Less Ability to Adjust Prices
With short-term rentals, it’s pretty simple to use a dynamic pricing strategy. You may even change your vacation rental’s nightly rate every day according to shifts in demand! But with long-term stays, you can’t just change your price in the middle of your guests’ stays.
More Wear and Tear
Most vacation rentals are constantly cleaned and maintained. Every time a short-term stay ends, your cleaning crew and maintenance personnel stop by to clean up and address any issues. When you have long-term guests, though, you’re much less likely to be cleaning and maintaining the property as frequently. Therefore, you may notice more wear and tear with long-term stays than with short-term stays. This is also because many short-term vacation rentals only have guests on the weekend. With long-term stays, guests are present and living at your vacation rental every day of the week.

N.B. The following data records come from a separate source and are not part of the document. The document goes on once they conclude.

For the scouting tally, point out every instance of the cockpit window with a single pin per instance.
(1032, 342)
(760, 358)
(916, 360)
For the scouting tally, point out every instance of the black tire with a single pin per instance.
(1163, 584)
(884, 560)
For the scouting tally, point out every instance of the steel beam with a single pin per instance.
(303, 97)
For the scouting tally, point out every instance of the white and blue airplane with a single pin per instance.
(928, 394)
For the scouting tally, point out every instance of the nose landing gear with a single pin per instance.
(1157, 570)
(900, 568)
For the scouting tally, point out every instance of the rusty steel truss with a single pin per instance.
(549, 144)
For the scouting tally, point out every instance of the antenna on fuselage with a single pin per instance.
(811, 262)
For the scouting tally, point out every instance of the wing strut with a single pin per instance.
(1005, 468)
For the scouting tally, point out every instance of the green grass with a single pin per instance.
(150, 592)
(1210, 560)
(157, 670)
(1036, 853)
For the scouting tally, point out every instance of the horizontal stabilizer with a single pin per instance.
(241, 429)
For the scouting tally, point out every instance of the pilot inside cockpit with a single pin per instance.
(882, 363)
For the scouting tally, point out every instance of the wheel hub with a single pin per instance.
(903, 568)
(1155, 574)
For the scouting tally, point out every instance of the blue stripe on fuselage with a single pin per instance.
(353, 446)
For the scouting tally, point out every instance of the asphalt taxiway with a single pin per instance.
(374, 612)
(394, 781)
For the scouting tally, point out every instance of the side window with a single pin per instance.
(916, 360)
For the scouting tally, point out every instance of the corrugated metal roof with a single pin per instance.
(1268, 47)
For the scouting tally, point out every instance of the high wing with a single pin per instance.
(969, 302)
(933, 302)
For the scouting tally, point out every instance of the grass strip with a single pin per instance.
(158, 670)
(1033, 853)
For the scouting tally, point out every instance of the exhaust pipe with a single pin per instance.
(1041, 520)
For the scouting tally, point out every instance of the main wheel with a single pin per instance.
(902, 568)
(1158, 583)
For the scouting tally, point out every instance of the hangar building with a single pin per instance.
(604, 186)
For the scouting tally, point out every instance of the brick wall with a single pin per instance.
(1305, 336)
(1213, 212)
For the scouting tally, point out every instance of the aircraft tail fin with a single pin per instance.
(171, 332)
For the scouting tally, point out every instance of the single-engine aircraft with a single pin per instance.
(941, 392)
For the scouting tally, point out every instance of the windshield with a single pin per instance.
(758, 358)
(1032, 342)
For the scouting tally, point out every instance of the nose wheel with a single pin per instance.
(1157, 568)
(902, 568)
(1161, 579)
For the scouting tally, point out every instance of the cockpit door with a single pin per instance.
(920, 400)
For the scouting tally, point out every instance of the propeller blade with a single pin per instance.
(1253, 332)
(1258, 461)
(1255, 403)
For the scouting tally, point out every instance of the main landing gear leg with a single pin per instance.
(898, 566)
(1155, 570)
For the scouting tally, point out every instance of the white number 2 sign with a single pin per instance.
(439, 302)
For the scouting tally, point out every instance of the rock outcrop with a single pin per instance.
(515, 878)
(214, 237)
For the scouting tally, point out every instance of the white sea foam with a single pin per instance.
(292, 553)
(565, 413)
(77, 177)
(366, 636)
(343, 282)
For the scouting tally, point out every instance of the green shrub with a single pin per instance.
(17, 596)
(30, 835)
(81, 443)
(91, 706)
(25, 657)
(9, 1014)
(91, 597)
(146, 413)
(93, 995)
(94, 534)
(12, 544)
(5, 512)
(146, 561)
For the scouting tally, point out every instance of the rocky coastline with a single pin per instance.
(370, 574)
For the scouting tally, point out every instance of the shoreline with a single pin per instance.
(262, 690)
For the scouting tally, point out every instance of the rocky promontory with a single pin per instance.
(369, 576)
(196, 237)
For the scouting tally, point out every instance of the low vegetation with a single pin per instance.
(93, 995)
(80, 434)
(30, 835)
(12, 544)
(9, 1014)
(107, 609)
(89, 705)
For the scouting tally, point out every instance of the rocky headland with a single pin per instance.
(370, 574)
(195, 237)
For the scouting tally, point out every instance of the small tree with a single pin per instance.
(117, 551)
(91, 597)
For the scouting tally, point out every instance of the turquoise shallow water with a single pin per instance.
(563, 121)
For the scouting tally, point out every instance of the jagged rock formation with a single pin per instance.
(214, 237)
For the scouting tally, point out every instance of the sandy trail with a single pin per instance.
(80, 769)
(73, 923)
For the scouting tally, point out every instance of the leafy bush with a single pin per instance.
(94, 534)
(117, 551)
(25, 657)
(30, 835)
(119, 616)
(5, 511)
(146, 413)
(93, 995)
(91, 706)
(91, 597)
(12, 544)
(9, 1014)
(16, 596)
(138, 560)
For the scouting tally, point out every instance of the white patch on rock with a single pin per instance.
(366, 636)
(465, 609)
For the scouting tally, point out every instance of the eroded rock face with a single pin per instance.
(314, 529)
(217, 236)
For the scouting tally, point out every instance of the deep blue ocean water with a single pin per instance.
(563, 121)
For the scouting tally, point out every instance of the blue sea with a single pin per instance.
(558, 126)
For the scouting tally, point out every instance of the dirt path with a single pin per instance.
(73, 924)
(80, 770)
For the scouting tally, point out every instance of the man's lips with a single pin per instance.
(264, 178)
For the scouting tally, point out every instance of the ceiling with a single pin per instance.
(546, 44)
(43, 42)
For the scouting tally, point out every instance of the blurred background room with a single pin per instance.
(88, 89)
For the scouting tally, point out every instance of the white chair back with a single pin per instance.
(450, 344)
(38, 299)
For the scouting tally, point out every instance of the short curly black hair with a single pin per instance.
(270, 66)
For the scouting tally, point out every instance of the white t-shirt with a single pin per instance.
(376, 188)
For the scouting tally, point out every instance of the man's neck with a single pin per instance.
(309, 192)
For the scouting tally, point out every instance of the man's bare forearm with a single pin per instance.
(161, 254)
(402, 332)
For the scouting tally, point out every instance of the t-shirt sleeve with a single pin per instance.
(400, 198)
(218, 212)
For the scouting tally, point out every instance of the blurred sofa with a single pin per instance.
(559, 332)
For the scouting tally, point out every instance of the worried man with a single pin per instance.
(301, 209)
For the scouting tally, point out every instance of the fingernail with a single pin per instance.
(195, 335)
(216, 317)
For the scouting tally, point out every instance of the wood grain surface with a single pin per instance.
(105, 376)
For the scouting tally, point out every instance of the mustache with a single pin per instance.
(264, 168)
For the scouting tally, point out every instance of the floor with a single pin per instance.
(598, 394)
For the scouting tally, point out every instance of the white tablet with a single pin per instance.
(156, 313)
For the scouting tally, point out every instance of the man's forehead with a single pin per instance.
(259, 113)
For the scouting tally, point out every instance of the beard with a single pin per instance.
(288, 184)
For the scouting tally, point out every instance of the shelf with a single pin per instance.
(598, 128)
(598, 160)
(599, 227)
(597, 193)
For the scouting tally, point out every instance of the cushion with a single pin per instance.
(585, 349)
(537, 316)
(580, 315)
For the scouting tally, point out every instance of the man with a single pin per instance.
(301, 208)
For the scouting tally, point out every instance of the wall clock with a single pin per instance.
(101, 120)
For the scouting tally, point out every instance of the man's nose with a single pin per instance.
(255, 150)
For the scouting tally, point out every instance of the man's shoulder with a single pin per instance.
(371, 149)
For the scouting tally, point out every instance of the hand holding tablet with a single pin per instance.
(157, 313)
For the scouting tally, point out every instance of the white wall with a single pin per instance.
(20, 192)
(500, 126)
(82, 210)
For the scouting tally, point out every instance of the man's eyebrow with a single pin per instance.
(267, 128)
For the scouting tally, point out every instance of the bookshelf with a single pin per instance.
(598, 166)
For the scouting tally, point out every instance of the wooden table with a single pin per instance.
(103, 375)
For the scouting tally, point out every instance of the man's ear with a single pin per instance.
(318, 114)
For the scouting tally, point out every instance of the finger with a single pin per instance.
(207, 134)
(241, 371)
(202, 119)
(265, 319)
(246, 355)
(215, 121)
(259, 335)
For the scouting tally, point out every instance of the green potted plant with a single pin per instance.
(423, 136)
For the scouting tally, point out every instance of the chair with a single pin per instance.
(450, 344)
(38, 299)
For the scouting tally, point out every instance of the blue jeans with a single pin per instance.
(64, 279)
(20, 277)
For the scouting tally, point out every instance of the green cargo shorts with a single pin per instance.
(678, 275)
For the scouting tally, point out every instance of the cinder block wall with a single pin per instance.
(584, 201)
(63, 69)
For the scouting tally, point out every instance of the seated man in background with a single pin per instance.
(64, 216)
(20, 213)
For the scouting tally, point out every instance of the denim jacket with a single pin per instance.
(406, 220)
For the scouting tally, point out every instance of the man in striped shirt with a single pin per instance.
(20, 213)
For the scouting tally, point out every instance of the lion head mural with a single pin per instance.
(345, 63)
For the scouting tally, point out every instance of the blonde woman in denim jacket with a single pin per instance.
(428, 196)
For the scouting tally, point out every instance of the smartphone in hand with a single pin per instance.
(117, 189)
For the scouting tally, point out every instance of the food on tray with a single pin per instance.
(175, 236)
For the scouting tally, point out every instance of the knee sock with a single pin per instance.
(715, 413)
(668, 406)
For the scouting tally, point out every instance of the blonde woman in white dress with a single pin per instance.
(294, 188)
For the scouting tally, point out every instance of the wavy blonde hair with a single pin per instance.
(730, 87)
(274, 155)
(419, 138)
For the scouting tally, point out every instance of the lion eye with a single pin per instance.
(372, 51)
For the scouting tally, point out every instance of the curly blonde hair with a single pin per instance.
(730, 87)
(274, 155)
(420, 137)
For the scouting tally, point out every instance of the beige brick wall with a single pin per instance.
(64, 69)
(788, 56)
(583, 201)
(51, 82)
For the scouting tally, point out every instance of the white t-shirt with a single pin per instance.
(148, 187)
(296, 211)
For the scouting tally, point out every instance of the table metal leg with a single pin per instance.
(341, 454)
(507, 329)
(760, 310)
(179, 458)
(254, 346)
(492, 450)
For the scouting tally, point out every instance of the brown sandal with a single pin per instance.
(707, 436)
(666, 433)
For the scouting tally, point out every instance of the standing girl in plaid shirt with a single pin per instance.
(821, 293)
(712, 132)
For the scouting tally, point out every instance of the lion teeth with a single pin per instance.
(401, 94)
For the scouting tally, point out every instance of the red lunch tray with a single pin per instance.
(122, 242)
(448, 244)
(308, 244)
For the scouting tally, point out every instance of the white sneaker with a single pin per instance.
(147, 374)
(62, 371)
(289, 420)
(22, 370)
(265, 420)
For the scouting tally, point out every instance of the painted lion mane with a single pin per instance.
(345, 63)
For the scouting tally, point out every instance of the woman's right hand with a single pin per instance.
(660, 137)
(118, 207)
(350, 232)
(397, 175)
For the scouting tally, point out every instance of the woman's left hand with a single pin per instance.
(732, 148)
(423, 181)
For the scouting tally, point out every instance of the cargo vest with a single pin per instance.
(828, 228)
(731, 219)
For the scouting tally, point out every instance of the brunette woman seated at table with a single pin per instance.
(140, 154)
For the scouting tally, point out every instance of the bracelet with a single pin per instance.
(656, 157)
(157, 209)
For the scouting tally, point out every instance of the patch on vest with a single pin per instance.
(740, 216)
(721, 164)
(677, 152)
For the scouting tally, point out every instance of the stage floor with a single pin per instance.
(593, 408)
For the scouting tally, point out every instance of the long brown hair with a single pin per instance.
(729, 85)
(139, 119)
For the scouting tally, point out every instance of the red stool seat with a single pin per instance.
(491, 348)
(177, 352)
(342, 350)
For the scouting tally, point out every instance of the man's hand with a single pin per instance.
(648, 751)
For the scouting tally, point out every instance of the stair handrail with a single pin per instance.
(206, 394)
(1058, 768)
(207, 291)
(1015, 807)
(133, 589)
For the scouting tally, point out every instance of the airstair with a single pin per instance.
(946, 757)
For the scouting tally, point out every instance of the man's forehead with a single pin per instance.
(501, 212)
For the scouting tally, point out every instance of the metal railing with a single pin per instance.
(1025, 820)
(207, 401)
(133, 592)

Less Control Over the Property
When you have long-term guests, you can’t just drop in anytime. Long-term guests often think of your vacation rental as their temporary home, and they’ll expect advance notice if you plan to come over for any reason. With short-term stays, your rental will typically be empty in between guests, making it easier for you to stop by as needed.
How to Get Started with Long-Term Stays
Getting started with long-term stays is very simple and only requires a few changes to your listing. The first and most important thing to do is to add weekly and monthly rates to your listings. Having these rates listed shows potential guests that you’re open to long-term stays. You’ll also want to seek out listing sites that focus on long-term stays and make sure your property is listed there. Evaluate your amenities, add items that provide value to long-term guests, and make sure to showcase these amenities in your listing. Finally, consider adding different resources to your welcome binder that your long-term guests will find useful.
- Long-term stays are stays that last longer than 28 days. They’re generally priced weekly or monthly.
- Most guests that take advantage of long-term stays are people traveling for business.
- Long-term stays can fill your calendar, cut back the time you need to spend on marketing, screening, check-in, and cleaning, and provide more consistent cash flow. You can also charge more for your security deposit with long-term stays.
- Some potential drawbacks of long-term stays are lower overall revenue, difficulty blocking off dates for personal use, less ability to adjust prices, more wear and tear, and less control over the property.
- To get started, set weekly and monthly rates and list your property on sites that focus on long-term stays. Reevaluate your amenities and add helpful resources to your welcome binder as well.